Israeli Prime Minister Benjamin Netanyahu, however, has largely ignored Biden's pleas. Netanyahu even went so far as to reject the possibility of a Palestinian state outright, even as Biden publicly supports a two-state solution. Sen. Chris Van Hollen of Maryland told Axios earlier this month that "at every juncture, Netanyahu has given Biden the finger."
All of this has gotten to be too much for Hollen and some other US senators who are pushing a measure that would force Israel to adhere to international law to continue receiving American military aid.
An amendment from Sen. Tim Kaine of Virginia, meanwhile, would prevent Biden from transferring weapons to Israel without congressional support.
And a bill from Sen. Bernie Sanders of Vermont, who received flack from his progressive supporters early on for his full-throated support of Israel, would have forced Biden to investigate Israeli human rights abuses in Gaza.
Sanders' bill was rejected this week. And even though so far only a small (but growing) number of mainstream Democrats have signed on to some of these other measures, their very existence is significant and a sign of a political shift.

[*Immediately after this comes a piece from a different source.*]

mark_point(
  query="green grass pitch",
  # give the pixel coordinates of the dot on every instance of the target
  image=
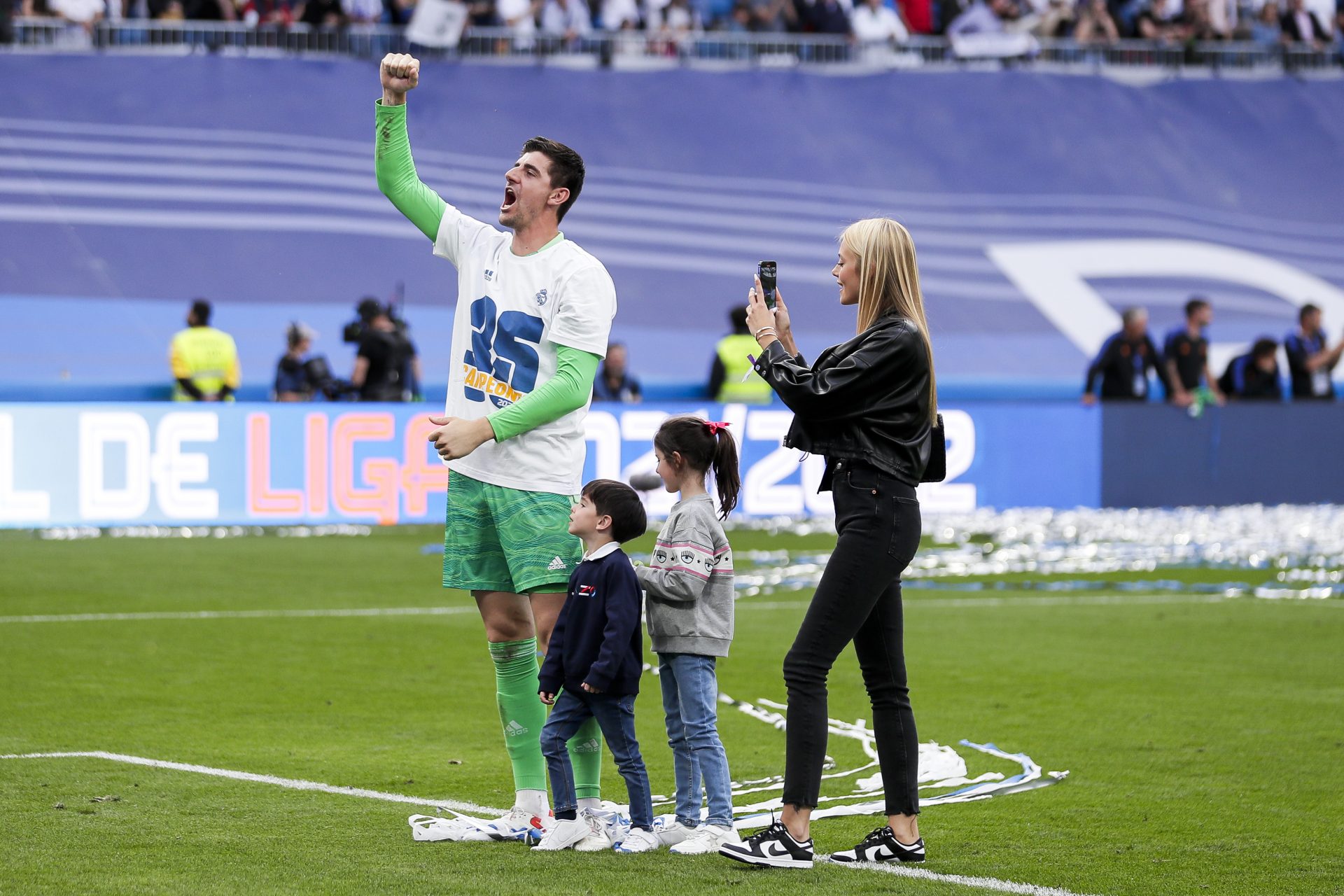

Support for Israel has forever been one of the few bipartisan certainties in Washington. But the scale of destruction and death in Gaza has led to a groundswell of worldwide sympathy for Palestinians and a decrease in support for Israel, changing political calculations.
In a poll released last week by Morning Consult, the percentage of people viewing Israel positively has now dropped globally by an average of 18.5 percentage points. Positive perceptions of Israel decreased in 42 out of the 43 countries polled, according to Time.
Net favorability for Israel only dropped 2.2 percentage points in the United States, but US support for Israel is taking a toll on global perceptions of the United States. In Egypt, for instance, the United States "went from having a positive favorability of 41.1 to a negative favorability of -14.9 from September to December," Time wrote.
The changing sentiment may be hard for Biden to ignore, especially in an election year. A group of staffers on his reelection campaign have even called for a change in policy.
"We joined this campaign because the values that you — and we — share are ones worth fighting for. Justice, empathy, and our belief in the dignity of human life is the backbone of not only the Democratic Party, but of the country," the staffers wrote in a public letter. "However, your administration's response to Israel's indiscriminate bombing in Gaza has been fundamentally antithetical to those values — and we believe it could cost you the 2024 election."